El gobierno de Michoacán informa sobre los daños, víctimas y el avance en las indagatorias tras la explosión de un coche bomba en una base policial.
Este domingo, en Michoacán, se registró una explosión en las cercanías de una base policial en Coahuayana, causando daños materiales y dejando varias víctimas. Las autoridades estatales activaron protocolos de atención rápida, incluyendo traslados médicos y el aseguramiento de la zona por parte de fuerzas federales y estatales, para garantizar la seguridad y el inicio de las investigaciones. Hasta el momento, se reportan cinco personas fallecidas, entre ellas tres agentes de la Policía Comunitaria, y siete heridas, algunas aún hospitalizadas.

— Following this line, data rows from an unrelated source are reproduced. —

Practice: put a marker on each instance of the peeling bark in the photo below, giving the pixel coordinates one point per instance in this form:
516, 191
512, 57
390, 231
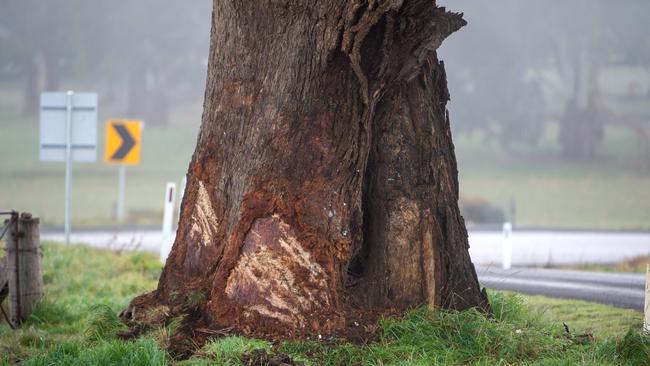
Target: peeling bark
324, 182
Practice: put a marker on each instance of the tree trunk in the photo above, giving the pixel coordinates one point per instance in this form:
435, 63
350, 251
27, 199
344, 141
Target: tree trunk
324, 182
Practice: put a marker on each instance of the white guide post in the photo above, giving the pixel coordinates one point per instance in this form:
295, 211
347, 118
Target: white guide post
121, 188
646, 312
168, 216
507, 246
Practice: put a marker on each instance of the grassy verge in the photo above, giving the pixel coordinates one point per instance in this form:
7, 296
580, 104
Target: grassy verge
86, 288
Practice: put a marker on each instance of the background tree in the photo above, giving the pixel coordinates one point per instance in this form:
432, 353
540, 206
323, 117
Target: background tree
324, 185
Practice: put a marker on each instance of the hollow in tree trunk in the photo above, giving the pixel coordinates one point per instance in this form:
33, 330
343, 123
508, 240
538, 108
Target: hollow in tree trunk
324, 183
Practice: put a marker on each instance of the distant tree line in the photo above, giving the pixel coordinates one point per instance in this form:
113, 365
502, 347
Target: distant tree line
139, 53
522, 63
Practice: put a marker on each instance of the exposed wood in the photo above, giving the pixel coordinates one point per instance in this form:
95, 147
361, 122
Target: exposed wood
324, 184
23, 267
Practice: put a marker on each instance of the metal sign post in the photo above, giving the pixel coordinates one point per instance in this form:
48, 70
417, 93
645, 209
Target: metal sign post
68, 132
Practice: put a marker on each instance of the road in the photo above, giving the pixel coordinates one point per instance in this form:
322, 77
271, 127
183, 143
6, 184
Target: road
624, 290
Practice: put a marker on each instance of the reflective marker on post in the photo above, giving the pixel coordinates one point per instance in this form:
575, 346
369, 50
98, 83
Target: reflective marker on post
507, 245
168, 216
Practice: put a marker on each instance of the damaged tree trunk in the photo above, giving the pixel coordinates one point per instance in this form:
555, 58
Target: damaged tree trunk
324, 182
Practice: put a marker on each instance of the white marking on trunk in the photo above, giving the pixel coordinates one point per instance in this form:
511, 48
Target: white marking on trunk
265, 279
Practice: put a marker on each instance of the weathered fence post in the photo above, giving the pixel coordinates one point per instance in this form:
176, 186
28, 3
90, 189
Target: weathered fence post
24, 272
646, 309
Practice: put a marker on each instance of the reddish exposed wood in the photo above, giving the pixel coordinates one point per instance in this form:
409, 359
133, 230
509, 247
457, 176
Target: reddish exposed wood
323, 188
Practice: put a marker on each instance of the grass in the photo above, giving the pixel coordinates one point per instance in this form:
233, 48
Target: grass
633, 265
85, 288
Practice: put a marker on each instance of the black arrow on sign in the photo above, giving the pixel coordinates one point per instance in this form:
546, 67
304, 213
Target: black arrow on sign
127, 142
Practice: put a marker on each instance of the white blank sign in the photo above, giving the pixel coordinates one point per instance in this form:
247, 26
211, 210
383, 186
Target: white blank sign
83, 129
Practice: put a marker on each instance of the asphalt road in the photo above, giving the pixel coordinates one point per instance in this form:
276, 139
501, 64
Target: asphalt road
530, 248
624, 290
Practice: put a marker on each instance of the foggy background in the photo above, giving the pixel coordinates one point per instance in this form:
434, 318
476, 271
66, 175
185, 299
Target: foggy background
550, 106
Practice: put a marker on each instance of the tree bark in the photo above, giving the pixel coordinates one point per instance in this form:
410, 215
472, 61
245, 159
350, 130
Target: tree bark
324, 182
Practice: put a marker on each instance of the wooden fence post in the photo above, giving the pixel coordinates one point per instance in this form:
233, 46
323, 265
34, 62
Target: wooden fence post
24, 271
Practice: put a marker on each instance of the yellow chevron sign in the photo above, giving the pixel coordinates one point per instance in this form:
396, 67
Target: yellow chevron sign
123, 141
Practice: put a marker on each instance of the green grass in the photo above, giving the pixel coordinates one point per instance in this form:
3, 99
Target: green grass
85, 288
607, 193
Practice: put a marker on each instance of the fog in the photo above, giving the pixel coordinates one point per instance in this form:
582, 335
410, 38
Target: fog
550, 106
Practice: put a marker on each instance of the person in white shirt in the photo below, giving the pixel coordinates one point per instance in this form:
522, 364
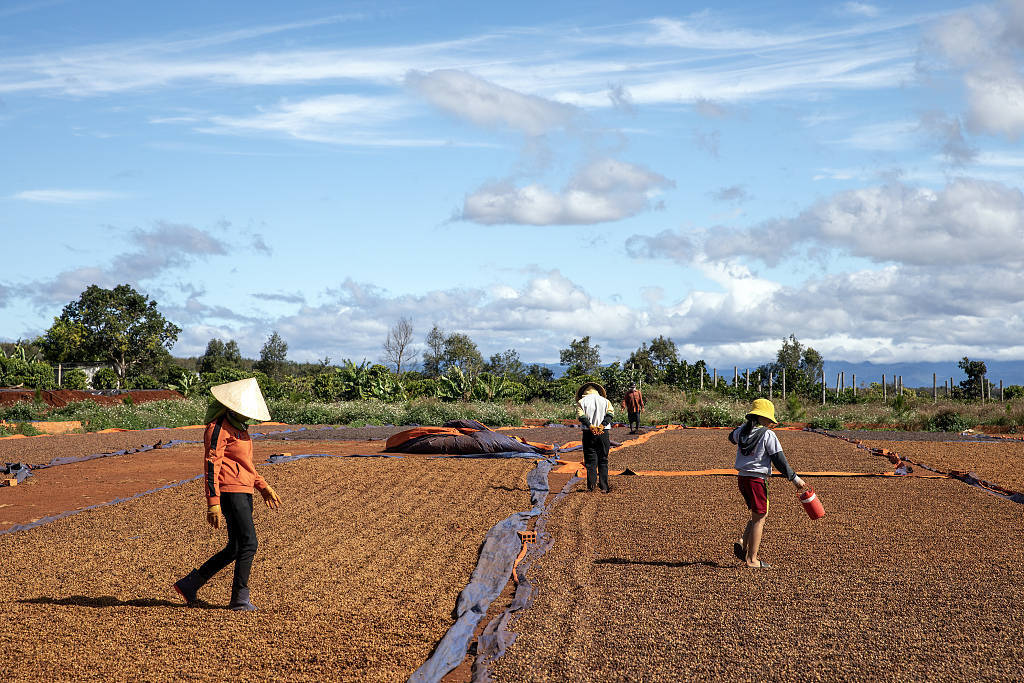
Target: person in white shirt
594, 412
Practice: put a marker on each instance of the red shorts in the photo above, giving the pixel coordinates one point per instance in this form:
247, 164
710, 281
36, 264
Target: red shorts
755, 491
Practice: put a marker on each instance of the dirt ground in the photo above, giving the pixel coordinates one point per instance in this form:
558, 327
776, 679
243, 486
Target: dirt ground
904, 579
355, 578
996, 462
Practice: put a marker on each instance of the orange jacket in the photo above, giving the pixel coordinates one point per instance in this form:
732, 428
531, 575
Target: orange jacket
228, 462
633, 401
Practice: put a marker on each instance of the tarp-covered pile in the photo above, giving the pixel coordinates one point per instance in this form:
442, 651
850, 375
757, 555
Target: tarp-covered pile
462, 437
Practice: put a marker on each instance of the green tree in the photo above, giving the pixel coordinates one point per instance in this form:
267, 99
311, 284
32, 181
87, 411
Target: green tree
218, 354
802, 364
507, 364
433, 355
975, 371
581, 357
461, 351
663, 353
272, 356
120, 326
540, 373
397, 347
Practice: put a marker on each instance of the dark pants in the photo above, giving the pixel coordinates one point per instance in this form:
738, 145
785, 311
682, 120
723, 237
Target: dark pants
242, 544
595, 459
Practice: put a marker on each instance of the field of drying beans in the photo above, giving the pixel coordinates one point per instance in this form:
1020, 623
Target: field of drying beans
357, 574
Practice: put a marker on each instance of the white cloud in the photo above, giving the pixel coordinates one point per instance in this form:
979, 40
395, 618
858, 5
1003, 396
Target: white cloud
602, 190
151, 254
66, 196
340, 119
985, 44
859, 9
485, 103
969, 221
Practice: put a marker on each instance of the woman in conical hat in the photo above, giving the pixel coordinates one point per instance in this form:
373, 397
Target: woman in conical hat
229, 482
594, 412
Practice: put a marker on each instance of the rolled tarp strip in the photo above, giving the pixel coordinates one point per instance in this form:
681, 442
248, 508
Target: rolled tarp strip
69, 460
291, 458
18, 472
493, 571
496, 638
969, 478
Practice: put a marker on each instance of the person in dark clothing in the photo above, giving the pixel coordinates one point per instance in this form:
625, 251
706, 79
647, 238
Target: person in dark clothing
594, 412
633, 402
229, 482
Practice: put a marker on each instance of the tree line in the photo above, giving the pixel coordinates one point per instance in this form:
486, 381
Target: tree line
125, 329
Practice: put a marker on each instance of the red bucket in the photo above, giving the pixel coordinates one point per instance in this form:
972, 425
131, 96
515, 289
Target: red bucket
812, 505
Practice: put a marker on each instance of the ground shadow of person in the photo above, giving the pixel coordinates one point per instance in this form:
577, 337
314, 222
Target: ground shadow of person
105, 601
662, 563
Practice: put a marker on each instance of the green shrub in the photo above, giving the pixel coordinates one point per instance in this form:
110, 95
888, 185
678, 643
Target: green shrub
715, 415
33, 375
144, 382
75, 380
104, 379
948, 421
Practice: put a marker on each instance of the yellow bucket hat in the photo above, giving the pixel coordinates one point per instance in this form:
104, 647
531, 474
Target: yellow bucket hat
763, 408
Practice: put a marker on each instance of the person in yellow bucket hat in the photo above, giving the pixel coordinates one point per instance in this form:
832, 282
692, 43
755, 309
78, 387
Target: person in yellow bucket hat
757, 450
229, 481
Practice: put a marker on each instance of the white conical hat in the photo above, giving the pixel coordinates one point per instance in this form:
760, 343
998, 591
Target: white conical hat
244, 397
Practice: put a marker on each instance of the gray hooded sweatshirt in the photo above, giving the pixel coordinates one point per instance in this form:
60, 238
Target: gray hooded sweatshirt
757, 450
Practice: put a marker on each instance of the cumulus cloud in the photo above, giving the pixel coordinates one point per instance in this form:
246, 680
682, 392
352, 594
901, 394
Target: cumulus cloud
985, 44
156, 251
968, 221
297, 297
621, 98
949, 135
488, 104
858, 9
709, 109
65, 196
602, 190
730, 194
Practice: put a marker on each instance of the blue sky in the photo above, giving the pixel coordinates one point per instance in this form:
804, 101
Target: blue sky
524, 173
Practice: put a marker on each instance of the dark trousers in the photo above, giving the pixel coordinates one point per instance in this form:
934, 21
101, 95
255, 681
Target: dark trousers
595, 459
242, 543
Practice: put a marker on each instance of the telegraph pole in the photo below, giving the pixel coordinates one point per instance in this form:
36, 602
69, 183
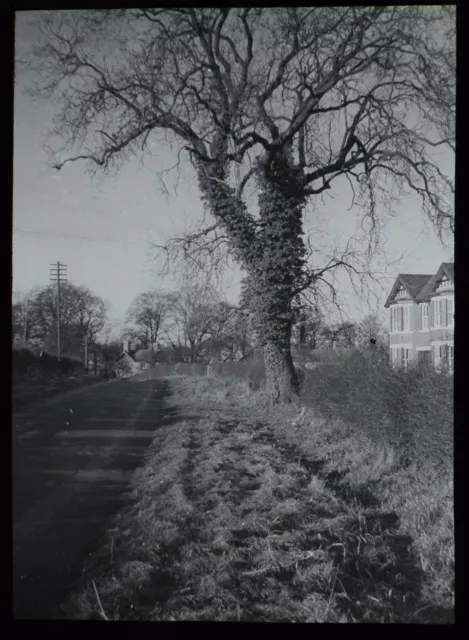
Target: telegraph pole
86, 351
58, 274
25, 337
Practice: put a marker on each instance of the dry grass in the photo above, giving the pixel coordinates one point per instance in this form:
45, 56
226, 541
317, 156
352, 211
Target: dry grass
242, 512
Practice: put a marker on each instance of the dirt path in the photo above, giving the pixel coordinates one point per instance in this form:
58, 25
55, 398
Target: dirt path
72, 457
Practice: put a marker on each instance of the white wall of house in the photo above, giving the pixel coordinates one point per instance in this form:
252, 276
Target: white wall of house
425, 326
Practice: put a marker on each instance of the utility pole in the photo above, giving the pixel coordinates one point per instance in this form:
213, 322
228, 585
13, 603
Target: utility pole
25, 337
86, 351
58, 274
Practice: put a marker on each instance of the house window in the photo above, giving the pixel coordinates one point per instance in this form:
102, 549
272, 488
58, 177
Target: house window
449, 312
445, 283
438, 307
405, 358
406, 318
424, 316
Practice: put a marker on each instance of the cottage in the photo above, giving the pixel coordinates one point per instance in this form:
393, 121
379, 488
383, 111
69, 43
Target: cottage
421, 315
125, 363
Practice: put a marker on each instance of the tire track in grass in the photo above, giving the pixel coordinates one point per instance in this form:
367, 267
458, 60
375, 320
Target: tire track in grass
383, 585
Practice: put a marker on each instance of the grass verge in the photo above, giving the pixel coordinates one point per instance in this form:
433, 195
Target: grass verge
247, 513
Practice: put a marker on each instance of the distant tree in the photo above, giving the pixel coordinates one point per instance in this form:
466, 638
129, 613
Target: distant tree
81, 313
285, 102
147, 315
348, 332
308, 331
196, 320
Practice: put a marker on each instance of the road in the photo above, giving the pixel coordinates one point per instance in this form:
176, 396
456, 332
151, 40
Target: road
72, 458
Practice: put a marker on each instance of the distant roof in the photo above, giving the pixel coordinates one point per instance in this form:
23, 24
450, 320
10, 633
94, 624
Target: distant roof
447, 269
420, 286
145, 354
414, 282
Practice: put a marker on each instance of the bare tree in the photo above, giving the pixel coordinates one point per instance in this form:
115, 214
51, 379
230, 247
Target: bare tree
147, 314
282, 101
309, 328
196, 319
81, 313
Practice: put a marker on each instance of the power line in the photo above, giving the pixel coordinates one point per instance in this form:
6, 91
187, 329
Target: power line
87, 238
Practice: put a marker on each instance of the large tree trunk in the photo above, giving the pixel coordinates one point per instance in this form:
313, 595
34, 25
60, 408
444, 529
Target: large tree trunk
282, 380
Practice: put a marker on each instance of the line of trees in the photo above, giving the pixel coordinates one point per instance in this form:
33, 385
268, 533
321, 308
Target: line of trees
82, 313
198, 325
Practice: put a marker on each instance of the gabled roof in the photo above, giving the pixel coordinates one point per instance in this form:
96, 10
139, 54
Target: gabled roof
420, 286
446, 269
412, 283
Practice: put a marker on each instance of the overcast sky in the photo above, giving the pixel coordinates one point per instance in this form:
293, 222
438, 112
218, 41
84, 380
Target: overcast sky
103, 230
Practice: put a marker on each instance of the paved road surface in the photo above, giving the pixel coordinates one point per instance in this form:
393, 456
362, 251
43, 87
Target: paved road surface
72, 458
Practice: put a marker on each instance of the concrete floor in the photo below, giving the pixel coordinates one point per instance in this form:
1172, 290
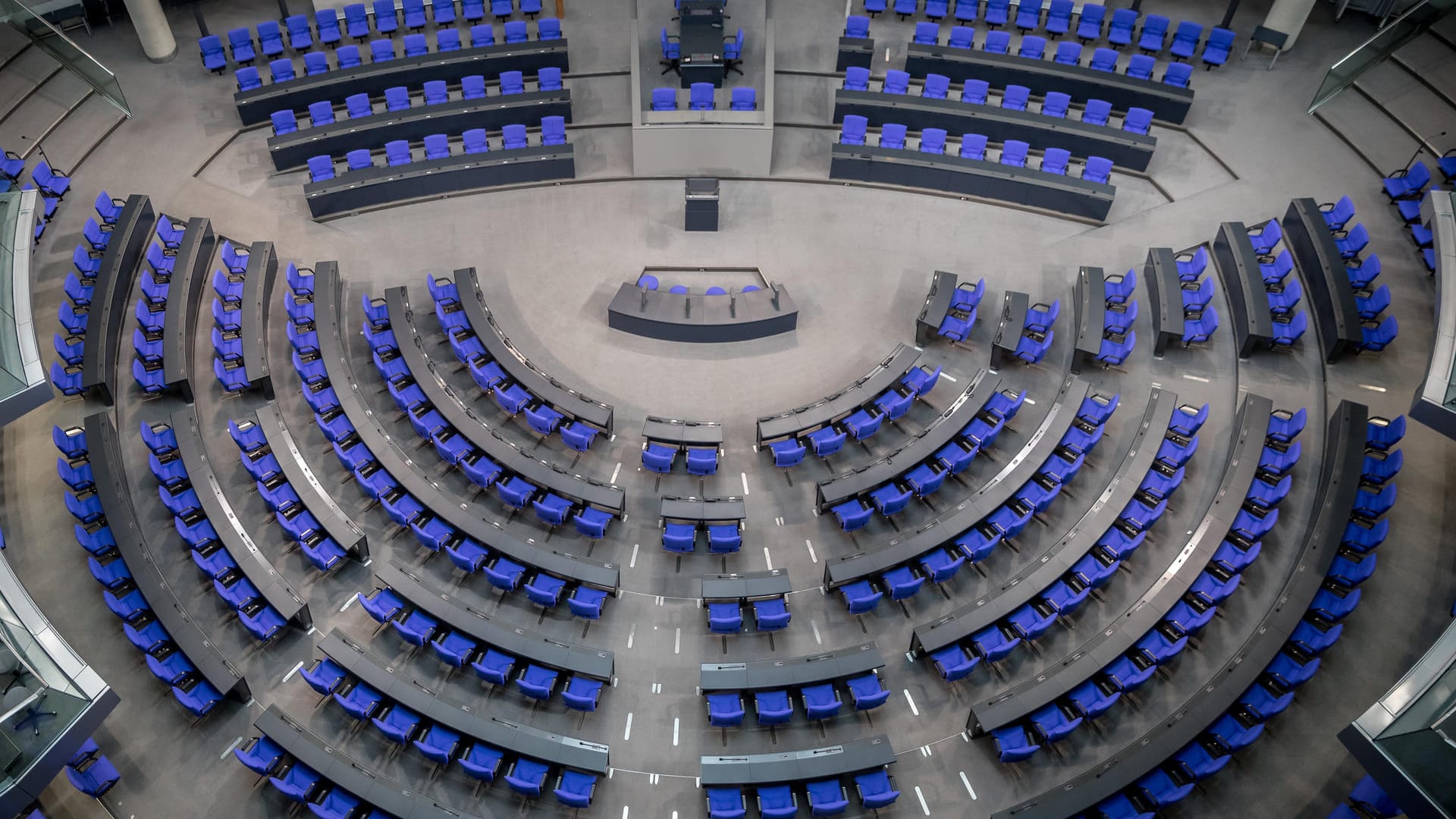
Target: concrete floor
858, 262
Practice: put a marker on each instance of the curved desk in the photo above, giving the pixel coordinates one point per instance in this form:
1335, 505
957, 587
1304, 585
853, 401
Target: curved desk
111, 297
456, 117
973, 509
190, 275
791, 672
1337, 490
1057, 560
1009, 706
1166, 102
522, 371
998, 124
457, 174
296, 95
254, 564
839, 406
702, 319
131, 541
971, 177
924, 447
328, 309
1435, 403
478, 431
491, 632
463, 719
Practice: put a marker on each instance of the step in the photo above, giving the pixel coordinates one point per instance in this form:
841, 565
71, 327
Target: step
20, 77
1413, 105
1369, 131
41, 112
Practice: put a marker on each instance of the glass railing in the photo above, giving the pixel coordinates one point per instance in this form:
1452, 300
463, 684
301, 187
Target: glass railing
64, 50
1375, 50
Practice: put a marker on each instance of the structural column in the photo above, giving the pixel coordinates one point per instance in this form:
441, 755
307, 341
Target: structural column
1289, 17
153, 30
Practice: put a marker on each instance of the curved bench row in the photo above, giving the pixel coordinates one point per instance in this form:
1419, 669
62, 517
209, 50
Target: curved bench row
413, 499
1201, 719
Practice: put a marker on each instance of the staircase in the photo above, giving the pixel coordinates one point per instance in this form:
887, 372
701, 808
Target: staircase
46, 107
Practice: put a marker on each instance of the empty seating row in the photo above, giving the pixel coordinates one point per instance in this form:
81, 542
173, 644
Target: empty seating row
724, 596
1119, 28
1009, 118
683, 518
497, 651
1098, 532
919, 466
471, 327
959, 643
450, 63
814, 422
465, 441
109, 267
441, 172
240, 575
967, 171
780, 777
437, 146
152, 615
1270, 691
391, 477
1184, 601
816, 679
291, 146
996, 513
284, 69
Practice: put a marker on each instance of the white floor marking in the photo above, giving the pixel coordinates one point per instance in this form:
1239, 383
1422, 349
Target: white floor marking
293, 670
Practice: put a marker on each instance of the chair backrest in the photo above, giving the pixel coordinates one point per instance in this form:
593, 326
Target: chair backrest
664, 99
397, 152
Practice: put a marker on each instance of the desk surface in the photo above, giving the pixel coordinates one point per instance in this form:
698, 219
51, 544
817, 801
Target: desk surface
487, 629
146, 572
1038, 575
705, 510
747, 585
799, 765
1008, 706
561, 397
255, 566
476, 430
791, 672
839, 406
466, 519
465, 719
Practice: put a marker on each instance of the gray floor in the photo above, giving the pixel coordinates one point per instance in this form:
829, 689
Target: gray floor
858, 262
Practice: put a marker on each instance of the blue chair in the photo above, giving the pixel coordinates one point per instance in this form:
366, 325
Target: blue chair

Las indagatorias están en curso bajo coordinación conjunta de la Fiscalía General del Estado y la Fiscalía General de la República, que ha asumido la investigación debido al uso de explosivos. Los peritajes iniciales indican que un vehículo ingresó desde Colima con explosivos, que provocaron la detonación. La zona fue asegurada por aproximadamente 30 especialistas en escena del crimen, y se revisan cámaras de seguridad para establecer detalles sobre el origen del ataque.
El gobierno estatal, liderado por el gobernador Alfredo Ramírez Bedolla, mantiene una vigilancia estrecha sobre el caso, mientras que el fiscal estatal, Carlos Torres Piña, ha señalado que se espera más información próximamente. La explosión refuerza la necesidad de fortalecer las estrategias para combatir el crimen organizado en la región, donde recientes hechos han puesto en evidencia la complejidad del contexto de inseguridad.
Este incidente evidencia la persistente violencia que azota diversas regiones de México, donde la presencia de organizaciones criminales continúa desafiando las instituciones de seguridad. La resolución de casos como este es crucial para la recuperación de la paz y el orden en comunidades vulnerables.